While powerful in its own right—and supercharged in recent years—the Texas Office of Attorney General is, for the most part, a springboard to other roles in government. Before reaching the Senate, Cornyn himself left a cushy job on Texas’s Supreme Court for the office, where he stayed from 1999 to 2002, only to be replaced by Greg Abbott, who held the role from 2002 until sweeping into the governor’s office in 2015. Together, Abbott and Paxton contorted the role into a hyper-disruptive arm of conservative lawfare, incubating future candidates like Senator Ted Cruz and training the next generation of federal judges. (Paxton boasts about having sued the Biden administration “over 100 times.”)

In between cudgeling Texas’s Democrat-led cities into compliance, however, Paxton has also targeted the “legal frameworks” established by former state Attorney General Cornyn. A recent analysis by the Texas Observer showed Paxton overruling Cornyn’s opinion that gave discretion for demographics to be considered in higher education, which of course elicited a “sprawling” screed on so-called DEI. Soon thereafter, he withdrew Cornyn’s 2001 opinion making room for noncitizens to get occupational licenses; Paxton accused him of having “put Texans last by rolling out the red carpet for the invasion of our state.”

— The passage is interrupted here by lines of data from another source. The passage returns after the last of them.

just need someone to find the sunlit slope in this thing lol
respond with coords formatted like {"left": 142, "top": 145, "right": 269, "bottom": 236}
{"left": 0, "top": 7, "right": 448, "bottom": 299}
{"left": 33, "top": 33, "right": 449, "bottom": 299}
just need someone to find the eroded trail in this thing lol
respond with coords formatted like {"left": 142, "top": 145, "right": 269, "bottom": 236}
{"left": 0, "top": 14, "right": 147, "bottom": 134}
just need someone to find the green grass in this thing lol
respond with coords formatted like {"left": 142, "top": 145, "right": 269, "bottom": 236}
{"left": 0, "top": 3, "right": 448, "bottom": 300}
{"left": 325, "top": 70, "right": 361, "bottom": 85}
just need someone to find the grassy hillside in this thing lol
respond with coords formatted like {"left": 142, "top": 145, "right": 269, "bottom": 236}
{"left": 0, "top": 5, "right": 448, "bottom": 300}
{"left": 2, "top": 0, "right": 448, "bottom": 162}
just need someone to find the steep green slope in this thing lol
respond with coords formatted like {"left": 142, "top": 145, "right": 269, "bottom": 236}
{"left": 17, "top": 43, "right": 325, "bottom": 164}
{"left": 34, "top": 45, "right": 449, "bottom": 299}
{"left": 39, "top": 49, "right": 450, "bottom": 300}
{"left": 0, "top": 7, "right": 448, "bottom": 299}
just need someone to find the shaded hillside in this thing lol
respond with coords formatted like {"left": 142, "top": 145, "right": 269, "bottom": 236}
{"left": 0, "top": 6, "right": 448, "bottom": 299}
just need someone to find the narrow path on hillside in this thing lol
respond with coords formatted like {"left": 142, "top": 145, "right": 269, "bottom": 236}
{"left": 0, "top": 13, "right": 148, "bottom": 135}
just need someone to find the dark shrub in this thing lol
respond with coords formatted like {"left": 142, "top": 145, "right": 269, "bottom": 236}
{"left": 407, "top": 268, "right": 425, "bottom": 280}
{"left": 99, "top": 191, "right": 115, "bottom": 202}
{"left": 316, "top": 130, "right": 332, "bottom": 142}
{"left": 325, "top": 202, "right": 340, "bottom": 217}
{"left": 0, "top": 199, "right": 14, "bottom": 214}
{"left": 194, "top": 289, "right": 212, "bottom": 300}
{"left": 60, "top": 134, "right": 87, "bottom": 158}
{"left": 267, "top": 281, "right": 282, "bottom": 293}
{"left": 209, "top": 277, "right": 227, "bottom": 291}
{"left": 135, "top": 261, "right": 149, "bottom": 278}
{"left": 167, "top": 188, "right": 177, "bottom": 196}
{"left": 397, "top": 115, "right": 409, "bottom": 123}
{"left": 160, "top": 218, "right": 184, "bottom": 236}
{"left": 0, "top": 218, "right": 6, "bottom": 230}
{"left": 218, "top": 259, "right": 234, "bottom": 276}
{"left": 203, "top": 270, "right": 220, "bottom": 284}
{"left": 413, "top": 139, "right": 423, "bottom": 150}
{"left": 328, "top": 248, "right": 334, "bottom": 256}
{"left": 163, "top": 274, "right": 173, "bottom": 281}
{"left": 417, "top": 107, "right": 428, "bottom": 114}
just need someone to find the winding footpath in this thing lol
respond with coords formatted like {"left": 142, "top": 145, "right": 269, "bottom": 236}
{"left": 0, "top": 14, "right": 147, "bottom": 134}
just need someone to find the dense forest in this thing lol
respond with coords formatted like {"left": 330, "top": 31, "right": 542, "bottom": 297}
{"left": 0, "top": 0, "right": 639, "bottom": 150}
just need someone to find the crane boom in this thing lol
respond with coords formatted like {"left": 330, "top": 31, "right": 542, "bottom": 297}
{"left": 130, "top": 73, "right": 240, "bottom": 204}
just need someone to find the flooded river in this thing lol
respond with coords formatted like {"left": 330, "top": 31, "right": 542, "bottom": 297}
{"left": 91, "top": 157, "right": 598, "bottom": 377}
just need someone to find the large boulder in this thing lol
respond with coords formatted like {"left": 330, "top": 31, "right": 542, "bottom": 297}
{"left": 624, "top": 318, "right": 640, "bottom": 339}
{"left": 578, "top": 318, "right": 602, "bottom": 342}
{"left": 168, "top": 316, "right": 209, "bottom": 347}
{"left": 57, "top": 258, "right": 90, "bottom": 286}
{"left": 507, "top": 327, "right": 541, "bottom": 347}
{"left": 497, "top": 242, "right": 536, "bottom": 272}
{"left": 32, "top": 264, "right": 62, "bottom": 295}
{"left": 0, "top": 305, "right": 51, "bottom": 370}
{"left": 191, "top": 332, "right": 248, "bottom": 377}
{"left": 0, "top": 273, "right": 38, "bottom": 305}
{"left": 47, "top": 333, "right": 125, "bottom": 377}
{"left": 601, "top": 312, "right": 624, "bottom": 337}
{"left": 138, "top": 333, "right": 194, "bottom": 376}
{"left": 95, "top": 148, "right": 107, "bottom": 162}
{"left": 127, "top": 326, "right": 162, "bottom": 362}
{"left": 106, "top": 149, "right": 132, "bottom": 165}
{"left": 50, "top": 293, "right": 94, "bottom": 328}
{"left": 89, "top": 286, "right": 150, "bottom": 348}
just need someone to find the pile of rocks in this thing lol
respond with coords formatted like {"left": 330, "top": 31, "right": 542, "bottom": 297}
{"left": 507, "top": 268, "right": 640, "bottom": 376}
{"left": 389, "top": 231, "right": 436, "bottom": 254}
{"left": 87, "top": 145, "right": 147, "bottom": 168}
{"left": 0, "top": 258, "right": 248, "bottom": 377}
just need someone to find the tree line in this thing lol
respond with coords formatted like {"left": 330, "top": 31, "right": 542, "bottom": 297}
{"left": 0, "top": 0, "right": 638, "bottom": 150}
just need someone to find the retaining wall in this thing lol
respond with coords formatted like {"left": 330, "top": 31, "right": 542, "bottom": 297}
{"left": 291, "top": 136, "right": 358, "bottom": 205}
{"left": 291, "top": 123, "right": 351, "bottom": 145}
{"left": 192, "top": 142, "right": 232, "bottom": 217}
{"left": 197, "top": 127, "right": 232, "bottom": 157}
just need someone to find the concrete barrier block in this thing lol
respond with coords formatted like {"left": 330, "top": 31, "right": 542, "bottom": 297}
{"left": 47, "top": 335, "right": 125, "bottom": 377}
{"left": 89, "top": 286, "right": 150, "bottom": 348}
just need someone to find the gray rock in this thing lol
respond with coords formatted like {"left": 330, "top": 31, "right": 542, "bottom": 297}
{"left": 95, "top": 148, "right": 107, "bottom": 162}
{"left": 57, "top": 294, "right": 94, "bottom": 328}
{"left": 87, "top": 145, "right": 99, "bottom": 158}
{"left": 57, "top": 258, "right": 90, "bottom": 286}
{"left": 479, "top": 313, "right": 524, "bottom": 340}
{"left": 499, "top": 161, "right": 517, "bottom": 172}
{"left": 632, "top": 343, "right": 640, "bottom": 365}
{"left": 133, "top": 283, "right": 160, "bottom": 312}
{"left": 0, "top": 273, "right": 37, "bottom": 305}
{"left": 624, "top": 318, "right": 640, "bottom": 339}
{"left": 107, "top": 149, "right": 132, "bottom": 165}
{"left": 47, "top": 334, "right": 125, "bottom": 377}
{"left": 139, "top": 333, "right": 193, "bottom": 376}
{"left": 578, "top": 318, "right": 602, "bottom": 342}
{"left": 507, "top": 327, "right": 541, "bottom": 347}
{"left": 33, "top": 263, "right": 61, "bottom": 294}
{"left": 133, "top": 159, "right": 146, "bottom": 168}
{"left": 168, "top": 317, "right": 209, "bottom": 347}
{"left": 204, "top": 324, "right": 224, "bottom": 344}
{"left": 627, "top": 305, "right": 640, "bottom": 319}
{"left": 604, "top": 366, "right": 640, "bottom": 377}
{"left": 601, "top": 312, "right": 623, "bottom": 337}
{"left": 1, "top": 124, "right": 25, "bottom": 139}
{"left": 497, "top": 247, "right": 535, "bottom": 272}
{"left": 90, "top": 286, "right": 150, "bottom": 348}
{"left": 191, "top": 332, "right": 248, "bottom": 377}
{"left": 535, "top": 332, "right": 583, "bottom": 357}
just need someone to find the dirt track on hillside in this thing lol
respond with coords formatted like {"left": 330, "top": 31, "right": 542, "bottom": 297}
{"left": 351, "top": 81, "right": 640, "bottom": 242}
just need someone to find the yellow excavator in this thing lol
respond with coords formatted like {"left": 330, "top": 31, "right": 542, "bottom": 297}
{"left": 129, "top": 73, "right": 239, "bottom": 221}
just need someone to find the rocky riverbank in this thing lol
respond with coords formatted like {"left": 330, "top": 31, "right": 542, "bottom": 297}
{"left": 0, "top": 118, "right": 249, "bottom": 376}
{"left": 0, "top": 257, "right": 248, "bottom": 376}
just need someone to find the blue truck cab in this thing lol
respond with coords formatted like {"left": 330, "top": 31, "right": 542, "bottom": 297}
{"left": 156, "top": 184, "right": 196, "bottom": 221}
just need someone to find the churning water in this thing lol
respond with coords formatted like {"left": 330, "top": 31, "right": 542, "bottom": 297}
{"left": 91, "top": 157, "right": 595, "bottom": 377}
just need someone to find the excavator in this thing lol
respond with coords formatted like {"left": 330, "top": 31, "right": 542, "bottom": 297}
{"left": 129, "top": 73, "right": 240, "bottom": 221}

Democrats haven’t won a statewide seat in Texas for over thirty years; that this so-called “invasion” of Texas has apparently continued under their watch is invariably blamed on other figures, local and national. But more recently, the target of Republicans’ ire has been other Republicans—and whether they’ve gone far enough.

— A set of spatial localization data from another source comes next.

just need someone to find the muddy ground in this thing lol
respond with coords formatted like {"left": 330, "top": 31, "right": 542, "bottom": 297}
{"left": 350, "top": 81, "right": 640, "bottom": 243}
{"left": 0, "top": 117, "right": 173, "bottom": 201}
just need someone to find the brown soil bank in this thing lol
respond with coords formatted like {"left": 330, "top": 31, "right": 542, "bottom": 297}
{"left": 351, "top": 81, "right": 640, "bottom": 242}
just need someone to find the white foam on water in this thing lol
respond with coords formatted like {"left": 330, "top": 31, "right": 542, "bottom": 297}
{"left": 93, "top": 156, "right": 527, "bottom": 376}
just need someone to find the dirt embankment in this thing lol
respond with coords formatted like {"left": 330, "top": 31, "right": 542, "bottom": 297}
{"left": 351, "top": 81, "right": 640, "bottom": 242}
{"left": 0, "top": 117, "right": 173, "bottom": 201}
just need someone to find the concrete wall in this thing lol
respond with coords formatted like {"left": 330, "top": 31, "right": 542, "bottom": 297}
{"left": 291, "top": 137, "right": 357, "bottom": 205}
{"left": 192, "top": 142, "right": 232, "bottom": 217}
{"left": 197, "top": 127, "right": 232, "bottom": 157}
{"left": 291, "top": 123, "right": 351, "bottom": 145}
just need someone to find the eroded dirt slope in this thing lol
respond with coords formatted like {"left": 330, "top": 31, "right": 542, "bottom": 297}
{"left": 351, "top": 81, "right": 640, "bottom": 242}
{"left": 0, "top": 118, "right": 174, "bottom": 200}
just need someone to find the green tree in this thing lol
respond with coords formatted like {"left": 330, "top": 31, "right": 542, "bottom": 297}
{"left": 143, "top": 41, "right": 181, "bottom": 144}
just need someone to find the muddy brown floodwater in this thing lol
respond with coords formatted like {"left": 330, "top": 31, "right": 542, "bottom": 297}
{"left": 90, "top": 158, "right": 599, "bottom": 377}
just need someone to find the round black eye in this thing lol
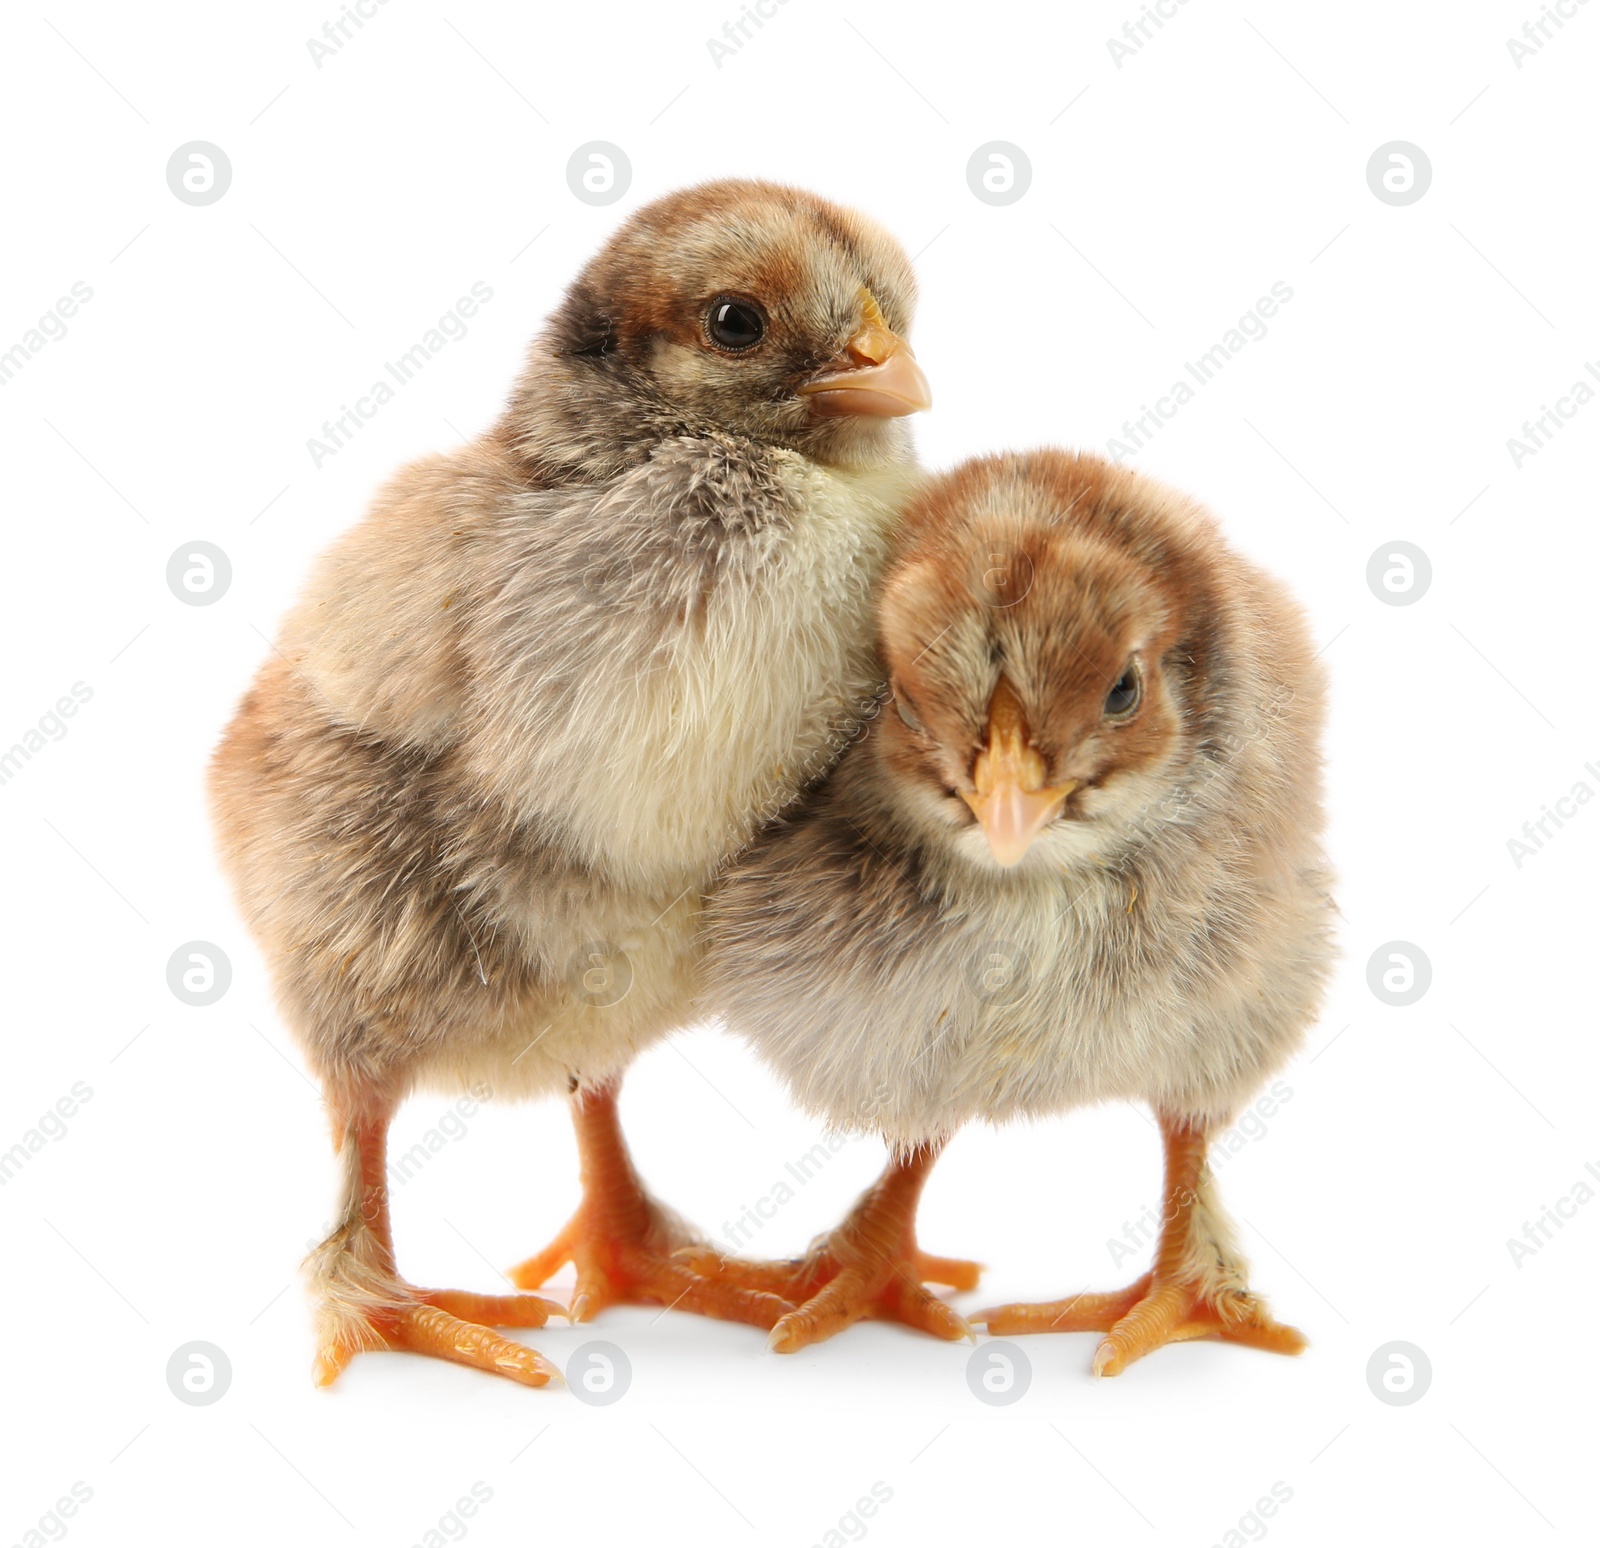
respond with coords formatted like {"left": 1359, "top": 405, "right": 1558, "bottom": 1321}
{"left": 1103, "top": 664, "right": 1141, "bottom": 718}
{"left": 706, "top": 297, "right": 765, "bottom": 351}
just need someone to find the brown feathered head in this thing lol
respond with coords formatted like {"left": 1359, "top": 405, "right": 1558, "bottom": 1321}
{"left": 503, "top": 179, "right": 929, "bottom": 477}
{"left": 874, "top": 450, "right": 1234, "bottom": 870}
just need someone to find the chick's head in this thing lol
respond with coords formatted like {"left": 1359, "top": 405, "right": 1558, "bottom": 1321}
{"left": 534, "top": 179, "right": 929, "bottom": 466}
{"left": 876, "top": 451, "right": 1225, "bottom": 872}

While the issue of immigration has somewhat faded in importance among Texas voters, the goalposts among Republican leaders have shifted toward new and old fears of “Islamification,” mirroring the split within the MAGA movement surrounding H-1B visas, which allow employers to hire foreign workers for “specialty occupations.” H-1B visas have, improbably, reared their head as an issue among the candidates for the Texas Railroad Commission, the state’s oil regulator, though of course they aren’t within the office’s purview. Not for nothing, H-1B visas were a policy of George Bush Sr., signed into law in 1990. One generation of Republicans created the “problem” that the latest one now wants to fix.

In late April, a Republican strategist spoke to CNN on condition of anonymity to assess the Texas Senate race. In their view, it was “a mess,” and a “failure by multiple entities to do their part.”

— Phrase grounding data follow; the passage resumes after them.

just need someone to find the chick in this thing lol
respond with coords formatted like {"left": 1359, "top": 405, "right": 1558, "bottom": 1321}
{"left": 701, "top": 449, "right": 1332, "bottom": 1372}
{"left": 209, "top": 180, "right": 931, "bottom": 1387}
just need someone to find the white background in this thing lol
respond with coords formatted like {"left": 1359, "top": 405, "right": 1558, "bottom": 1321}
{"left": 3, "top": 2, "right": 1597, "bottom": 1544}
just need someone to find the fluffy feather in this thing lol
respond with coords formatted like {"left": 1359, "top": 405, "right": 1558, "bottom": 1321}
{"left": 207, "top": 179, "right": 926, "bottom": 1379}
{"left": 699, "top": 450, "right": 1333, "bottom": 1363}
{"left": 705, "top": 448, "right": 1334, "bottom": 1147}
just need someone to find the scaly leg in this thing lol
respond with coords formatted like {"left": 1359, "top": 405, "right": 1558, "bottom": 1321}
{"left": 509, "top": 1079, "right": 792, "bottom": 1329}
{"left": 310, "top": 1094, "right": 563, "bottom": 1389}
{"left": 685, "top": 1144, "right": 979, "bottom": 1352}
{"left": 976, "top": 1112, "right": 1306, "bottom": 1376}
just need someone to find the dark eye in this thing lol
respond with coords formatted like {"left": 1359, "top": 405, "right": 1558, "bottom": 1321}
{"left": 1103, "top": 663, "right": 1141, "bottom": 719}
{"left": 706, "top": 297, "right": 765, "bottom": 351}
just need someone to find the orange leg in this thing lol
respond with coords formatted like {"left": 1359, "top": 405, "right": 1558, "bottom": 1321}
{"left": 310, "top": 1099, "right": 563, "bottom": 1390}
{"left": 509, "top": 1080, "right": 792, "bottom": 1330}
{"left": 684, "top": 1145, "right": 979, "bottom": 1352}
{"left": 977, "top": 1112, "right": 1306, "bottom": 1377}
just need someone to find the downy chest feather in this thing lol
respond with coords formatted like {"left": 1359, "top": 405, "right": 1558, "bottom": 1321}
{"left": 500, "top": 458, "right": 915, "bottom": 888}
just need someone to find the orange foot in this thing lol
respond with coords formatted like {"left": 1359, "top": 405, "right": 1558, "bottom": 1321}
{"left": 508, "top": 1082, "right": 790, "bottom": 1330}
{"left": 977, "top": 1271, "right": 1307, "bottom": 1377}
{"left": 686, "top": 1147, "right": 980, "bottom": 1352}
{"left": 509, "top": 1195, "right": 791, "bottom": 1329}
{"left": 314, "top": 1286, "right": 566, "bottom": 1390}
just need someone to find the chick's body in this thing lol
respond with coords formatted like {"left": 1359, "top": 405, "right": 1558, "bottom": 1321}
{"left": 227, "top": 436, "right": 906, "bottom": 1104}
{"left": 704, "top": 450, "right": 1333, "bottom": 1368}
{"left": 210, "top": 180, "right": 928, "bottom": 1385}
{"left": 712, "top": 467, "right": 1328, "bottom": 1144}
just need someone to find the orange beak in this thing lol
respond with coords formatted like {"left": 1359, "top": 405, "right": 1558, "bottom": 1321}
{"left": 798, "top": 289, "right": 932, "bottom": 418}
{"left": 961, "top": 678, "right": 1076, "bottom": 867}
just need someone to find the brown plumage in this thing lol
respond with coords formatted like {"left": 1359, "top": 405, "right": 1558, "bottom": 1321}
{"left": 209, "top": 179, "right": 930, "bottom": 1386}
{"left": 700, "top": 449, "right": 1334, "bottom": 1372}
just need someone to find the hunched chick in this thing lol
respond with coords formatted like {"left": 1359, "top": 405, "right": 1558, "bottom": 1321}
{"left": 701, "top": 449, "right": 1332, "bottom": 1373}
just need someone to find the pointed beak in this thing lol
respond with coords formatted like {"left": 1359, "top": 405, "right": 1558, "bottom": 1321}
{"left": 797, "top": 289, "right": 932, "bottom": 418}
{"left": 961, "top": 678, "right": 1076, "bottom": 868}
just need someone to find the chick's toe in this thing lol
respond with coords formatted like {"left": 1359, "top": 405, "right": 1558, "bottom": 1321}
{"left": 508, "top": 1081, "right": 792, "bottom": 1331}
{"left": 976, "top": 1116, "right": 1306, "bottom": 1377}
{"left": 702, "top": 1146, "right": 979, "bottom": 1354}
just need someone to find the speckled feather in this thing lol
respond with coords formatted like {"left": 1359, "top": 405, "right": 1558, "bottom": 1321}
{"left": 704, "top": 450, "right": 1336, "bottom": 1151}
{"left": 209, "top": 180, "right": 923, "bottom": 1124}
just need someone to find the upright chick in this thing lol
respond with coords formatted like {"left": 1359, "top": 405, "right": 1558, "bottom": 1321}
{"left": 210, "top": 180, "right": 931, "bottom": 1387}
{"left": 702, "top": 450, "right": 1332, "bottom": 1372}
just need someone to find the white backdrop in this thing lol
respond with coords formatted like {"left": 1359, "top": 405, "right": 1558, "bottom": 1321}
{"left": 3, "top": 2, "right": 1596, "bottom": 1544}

I’d argue that failure is part of its function. The beating heart of right-wing activism in Texas has for years relied on the animus created in reaction to the region’s rapacious appetite for growth to deepen its base. When there isn’t a Democrat to blame, the ire turns toward “Republicans in name only,” which is applied mostly to the veterans of the Bush era, and more recently toward the Tea Party elite like Ted Cruz, who still appears to be licking his wounds after Tucker Carlson’s thrashing on his podcast.

For decades, Texas’s political class got rich off the fat forked over by oil magnates and technocapitalists, real estate moguls and logistics empires. It overlooked most of its residents’ living conditions in favor of tax incentives aimed at enticing international investment. But the secret to their success was—and still is—their willingness to eat their own.